Fuimos recibidos en un acto especial de un sábado por la noche en la Casa América. Yáñez era un hombre fraternal, alejado del alcohol y hogareño. Su esposa Sofía Santana, de larga familia comunista, se prodigaba, en atenciones con los jóvenes visitantes. No tenían hijos.
Llegábamos al hogar de calle Maipú como al propio. Los jóvenes editábamos un diario mural, la segunda guerra mundial estaba en pleno desarrollo y nuestras simpatías se concentraban en la Unión Soviética y su esfuerzo de guerra en la llamada “gran guerra patria” que contuvo el avance victorioso de las tropas de Hitler en territorio soviético.
En una de las visitas del senador Elías Laffertte, presidente del partido y compañero de luchas de Recabarren, le recibimos en un acto especial. Conocía todas las islas y cárceles del país desde joven por su filiación y no por viajes turísticos…
Conversó en tono coloquial, era un pozo de sabiduría y experiencias, autodidacto y dueño de un intenso magnetismo personal. Un detalle le llamó la atención: en la mesa de la presidencia no había flores…
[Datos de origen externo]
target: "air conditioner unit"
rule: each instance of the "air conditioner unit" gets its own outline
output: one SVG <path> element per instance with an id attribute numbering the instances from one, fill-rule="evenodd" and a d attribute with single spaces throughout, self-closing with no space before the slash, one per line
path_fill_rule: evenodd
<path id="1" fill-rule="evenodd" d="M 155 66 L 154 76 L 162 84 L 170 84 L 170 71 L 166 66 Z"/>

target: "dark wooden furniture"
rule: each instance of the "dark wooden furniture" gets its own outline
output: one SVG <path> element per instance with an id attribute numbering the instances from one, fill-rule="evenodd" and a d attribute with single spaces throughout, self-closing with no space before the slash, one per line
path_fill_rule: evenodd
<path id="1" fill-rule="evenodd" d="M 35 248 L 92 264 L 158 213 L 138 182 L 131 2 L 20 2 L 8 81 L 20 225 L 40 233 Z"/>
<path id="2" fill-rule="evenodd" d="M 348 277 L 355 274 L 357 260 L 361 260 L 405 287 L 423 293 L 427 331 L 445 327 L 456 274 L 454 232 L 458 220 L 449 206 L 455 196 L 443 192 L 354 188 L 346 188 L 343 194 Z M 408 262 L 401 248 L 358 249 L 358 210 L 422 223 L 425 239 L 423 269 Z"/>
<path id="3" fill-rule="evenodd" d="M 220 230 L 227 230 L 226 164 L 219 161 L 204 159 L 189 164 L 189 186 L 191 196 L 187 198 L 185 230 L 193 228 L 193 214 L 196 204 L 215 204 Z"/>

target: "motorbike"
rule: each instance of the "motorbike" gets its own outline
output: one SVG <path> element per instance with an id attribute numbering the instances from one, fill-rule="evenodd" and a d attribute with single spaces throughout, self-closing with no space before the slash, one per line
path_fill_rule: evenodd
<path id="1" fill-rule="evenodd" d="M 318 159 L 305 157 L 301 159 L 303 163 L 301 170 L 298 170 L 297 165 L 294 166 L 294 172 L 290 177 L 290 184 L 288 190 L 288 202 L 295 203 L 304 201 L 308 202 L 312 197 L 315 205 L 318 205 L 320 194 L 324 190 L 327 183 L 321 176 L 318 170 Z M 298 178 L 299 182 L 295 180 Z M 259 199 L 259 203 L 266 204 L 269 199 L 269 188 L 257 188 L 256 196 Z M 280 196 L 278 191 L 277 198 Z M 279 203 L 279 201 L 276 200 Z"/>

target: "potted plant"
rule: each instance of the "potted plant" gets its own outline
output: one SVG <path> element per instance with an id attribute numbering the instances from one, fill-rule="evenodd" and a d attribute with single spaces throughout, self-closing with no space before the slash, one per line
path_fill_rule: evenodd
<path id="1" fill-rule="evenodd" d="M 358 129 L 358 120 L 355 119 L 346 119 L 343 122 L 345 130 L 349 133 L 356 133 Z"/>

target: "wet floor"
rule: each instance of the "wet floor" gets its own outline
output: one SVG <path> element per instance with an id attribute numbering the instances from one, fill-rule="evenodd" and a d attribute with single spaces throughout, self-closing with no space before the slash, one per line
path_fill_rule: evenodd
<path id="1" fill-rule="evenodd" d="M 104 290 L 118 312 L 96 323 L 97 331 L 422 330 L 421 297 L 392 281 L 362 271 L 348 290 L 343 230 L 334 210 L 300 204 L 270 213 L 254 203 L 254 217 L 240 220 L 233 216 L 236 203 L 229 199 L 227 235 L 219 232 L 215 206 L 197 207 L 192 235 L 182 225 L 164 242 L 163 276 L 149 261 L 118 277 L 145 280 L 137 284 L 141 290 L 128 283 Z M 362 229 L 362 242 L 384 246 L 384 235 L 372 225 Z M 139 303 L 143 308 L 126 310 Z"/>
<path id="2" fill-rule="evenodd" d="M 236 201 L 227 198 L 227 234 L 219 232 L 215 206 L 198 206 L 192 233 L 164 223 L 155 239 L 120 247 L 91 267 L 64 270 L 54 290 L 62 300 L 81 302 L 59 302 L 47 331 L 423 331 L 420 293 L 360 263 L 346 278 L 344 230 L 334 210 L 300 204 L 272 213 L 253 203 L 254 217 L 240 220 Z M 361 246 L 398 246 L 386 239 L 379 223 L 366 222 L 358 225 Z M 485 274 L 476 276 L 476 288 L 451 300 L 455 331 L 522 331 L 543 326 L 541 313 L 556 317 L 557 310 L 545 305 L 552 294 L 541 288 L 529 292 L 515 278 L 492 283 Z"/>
En la capital fueguina la dinámica se debía a las exploraciones auríferas y el puerto era un hervidero de actividad marítima, comercial y ganadera. En el cordón Baquedano laboraban más de cuatrocientos trabajadores. Alojamos en una de sus chozas, saboreamos la comida espartana y el pan amasado por más de dos semanas; recorrimos los campamentos y compartimos “la cama dura de mis hermanos”, para decirlo con Neruda. Los vapores Lovart y Porvenir conectaban la isla grande con el continente. El poder comprador del noble metal radicaba en Punta Arenas, donde atendía la delegación de la oficina de lavaderos de oro el funcionario Juan Osorio Machuca. En las faenas se utilizaba el agua de los ríos y arroyos, se abrían canalizaciones de hasta tres kilómetros. Según el historiador Luka Bonacic Doric, el año mil novecientos uno se retiraron pepas de oro de ciento cuarenta y cinco y de ochenta gramos. La pepa de mayor tamaño fue de quinientos noventa gramos en el lavadero de Francisco Marinovic. Con el dinero recaudado, más las otras contribuciones de la provincia, se adquirió una antigua imprenta a pedal y su tipografía. Tiempo después aparecería el periódico semanal Avance, cuya dirección ejerció el dirigente José Donoso.
La gira enriqueció mi personalidad en formación, aprendí a valorar el papel del trabajo, amplió mi horizonte juvenil, reforzó mi adhesión a la causa “de los humillados y ofendidos”, que decía Dostoievsky.